Anything that people cannot turn their eyes away from, simply to extend
"engagement" time and rack up counts of adverts displayed. The ruthless
pursuit of attention in the attention economy.

The only restraint is the limit of how grotesque the content can be before
people turn away, and that boundary is apparently being continually pushed
forward by exposure.

Of course, they justify it all on varoius grounds ranging from 'freedom of
expression', 'let the viewers decide', 'we're not editors', etc., ad nauseum.

To be clear:

This is beyond malicious, this is knowingly (or at best intentionally
ignorantly) poisoning society for their own profit.

Not that this is unusual; corporations have often poisoned the water, air, &
land for their own profit. Except that this is at the scale & scope of modern
technology.

If we don't want the tech industry to soon be seen in the same light as the
old smokestack or cigarette industries, this needs to be curbed.

------
sethammons
> The decision to ignore or delete extreme content appears to rely on how it’s
> being positioned. In one instance, the undercover moderator asks the advice
> of his colleague regarding a video that shows two underage girls, one of
> them being beaten by the other. “Unless it has a condemning caption, it’s a
> delete,” says the colleague, referring to the text accompanying the video.

------
thomascgalvin
I am distrustful of "undercover" investigations in general now, mainly due to
the activities of James O'Keefe and Project Veritas. It's very, very easy to
cut a "bad guy edit," especially when people don't know they're the subject of
an interview.

> In one instance, the undercover moderator asks the advice of his colleague
> regarding a video that shows two underage girls, one of them being beaten by
> the other. “Unless it has a condemning caption, it’s a delete,” says the
> colleague, referring to the text accompanying the video.
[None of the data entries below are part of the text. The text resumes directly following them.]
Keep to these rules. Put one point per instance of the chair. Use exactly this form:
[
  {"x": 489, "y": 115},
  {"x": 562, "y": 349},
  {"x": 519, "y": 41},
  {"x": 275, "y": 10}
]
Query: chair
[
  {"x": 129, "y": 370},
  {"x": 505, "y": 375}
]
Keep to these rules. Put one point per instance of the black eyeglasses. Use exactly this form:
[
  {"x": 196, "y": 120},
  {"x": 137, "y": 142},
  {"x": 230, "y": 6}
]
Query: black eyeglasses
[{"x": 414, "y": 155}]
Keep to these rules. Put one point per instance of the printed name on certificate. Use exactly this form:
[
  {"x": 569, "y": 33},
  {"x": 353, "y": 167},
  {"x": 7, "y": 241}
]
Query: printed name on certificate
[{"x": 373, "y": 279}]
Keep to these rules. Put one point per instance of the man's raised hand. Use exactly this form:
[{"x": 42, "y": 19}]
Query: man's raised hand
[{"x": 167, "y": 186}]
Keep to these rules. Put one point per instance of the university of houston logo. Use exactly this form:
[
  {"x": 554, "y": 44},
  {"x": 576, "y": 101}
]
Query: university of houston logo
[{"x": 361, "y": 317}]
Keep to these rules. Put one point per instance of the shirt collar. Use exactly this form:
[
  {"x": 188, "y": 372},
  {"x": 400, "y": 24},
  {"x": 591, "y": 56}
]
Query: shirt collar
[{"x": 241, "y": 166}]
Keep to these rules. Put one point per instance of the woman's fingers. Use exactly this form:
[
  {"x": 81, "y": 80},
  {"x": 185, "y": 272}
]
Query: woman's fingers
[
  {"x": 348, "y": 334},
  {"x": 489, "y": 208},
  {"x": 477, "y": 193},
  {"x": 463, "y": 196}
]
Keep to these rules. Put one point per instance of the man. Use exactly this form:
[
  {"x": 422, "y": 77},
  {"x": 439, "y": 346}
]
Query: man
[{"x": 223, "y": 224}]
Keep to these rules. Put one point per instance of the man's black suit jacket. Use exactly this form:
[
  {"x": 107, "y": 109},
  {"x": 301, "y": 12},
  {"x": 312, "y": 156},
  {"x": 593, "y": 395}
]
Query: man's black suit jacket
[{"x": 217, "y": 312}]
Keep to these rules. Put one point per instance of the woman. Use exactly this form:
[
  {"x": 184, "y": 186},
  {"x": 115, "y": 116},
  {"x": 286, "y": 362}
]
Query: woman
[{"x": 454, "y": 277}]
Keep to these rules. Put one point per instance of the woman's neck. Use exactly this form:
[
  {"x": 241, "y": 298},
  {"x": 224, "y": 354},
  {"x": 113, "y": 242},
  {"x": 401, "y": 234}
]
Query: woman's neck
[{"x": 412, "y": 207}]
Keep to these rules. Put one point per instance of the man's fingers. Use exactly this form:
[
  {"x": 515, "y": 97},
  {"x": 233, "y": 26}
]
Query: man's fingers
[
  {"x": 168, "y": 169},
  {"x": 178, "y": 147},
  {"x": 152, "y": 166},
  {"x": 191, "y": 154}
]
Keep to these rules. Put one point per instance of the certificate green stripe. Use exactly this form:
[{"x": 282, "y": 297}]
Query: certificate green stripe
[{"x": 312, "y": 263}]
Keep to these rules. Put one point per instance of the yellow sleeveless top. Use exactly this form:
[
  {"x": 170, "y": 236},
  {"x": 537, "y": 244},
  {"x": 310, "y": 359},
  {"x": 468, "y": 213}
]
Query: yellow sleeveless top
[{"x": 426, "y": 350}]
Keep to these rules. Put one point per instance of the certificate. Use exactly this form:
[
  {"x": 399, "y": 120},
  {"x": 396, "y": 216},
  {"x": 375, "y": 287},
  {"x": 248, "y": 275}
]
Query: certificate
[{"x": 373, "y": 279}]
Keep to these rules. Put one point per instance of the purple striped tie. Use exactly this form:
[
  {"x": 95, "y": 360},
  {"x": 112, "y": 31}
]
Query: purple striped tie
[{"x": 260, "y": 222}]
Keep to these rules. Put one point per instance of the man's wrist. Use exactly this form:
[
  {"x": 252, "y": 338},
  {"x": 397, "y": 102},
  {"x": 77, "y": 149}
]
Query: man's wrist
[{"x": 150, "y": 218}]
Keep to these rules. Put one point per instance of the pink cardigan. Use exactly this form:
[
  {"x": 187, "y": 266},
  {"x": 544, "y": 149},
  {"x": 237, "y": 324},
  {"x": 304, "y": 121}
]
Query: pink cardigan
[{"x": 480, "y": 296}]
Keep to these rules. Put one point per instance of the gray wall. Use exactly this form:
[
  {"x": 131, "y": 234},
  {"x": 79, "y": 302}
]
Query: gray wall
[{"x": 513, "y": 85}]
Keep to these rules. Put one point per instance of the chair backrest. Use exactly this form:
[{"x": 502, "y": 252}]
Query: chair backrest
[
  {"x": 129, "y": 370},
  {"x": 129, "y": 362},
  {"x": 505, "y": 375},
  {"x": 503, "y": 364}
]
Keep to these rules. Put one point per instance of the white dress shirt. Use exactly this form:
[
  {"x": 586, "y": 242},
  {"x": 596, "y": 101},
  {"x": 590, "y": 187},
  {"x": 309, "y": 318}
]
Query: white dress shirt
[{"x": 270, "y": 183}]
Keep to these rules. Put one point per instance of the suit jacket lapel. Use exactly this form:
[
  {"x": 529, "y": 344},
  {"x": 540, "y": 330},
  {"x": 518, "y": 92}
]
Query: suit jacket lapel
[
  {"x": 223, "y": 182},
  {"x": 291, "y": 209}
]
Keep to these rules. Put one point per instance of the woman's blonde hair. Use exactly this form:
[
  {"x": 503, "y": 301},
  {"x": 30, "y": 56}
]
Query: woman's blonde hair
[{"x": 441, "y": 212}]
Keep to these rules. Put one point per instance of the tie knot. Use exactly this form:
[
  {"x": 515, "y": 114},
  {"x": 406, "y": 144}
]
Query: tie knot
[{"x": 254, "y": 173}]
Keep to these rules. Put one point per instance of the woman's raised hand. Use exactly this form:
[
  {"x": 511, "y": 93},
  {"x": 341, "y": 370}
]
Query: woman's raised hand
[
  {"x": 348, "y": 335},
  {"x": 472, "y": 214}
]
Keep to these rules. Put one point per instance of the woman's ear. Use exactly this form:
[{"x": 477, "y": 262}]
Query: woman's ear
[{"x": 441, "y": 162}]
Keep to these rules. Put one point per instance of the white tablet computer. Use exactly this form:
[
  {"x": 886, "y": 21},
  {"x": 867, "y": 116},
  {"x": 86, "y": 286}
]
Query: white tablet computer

> In other words, if the caption were promoting the violence or poking fun, it
> would come down. But in this case, since the caption condemns the fighting,
> the moderator is told to leave it up with a “mark as disturbing” warning.

This seems like a reasonable balance to strike. Context is extremely
important; a video of Nazis marching down an American street can mean two very
different things depending on who is posting it, and why.

> [Early Facebook investor Roger] McNamee describes how the platform’s
> business model actually relies on extreme content, as it keeps users on the
> platform longer, feeding them more ads and increasing revenue. “This is
> essentially the crack cocaine of their product. It’s the really extreme,
> really dangerous form of content that attracts the most highly engaged
> people on the platform,” he says.

This gets to a more salient underlying issue; Facebook, and pretty much every
other app on your phone, makes money from your attention, and they're designed
to be addictive. This is true with Facebook notifications, Reddit karma, games
... the art and science of triggering compulsive behavior has been weaponized
by advertisers and is being used against us.

The fact that some people's compulsive behavior is triggered by fake videos of
Nancy Pelosi doesn't matter to Facebook. There is no political angle there,
only financial.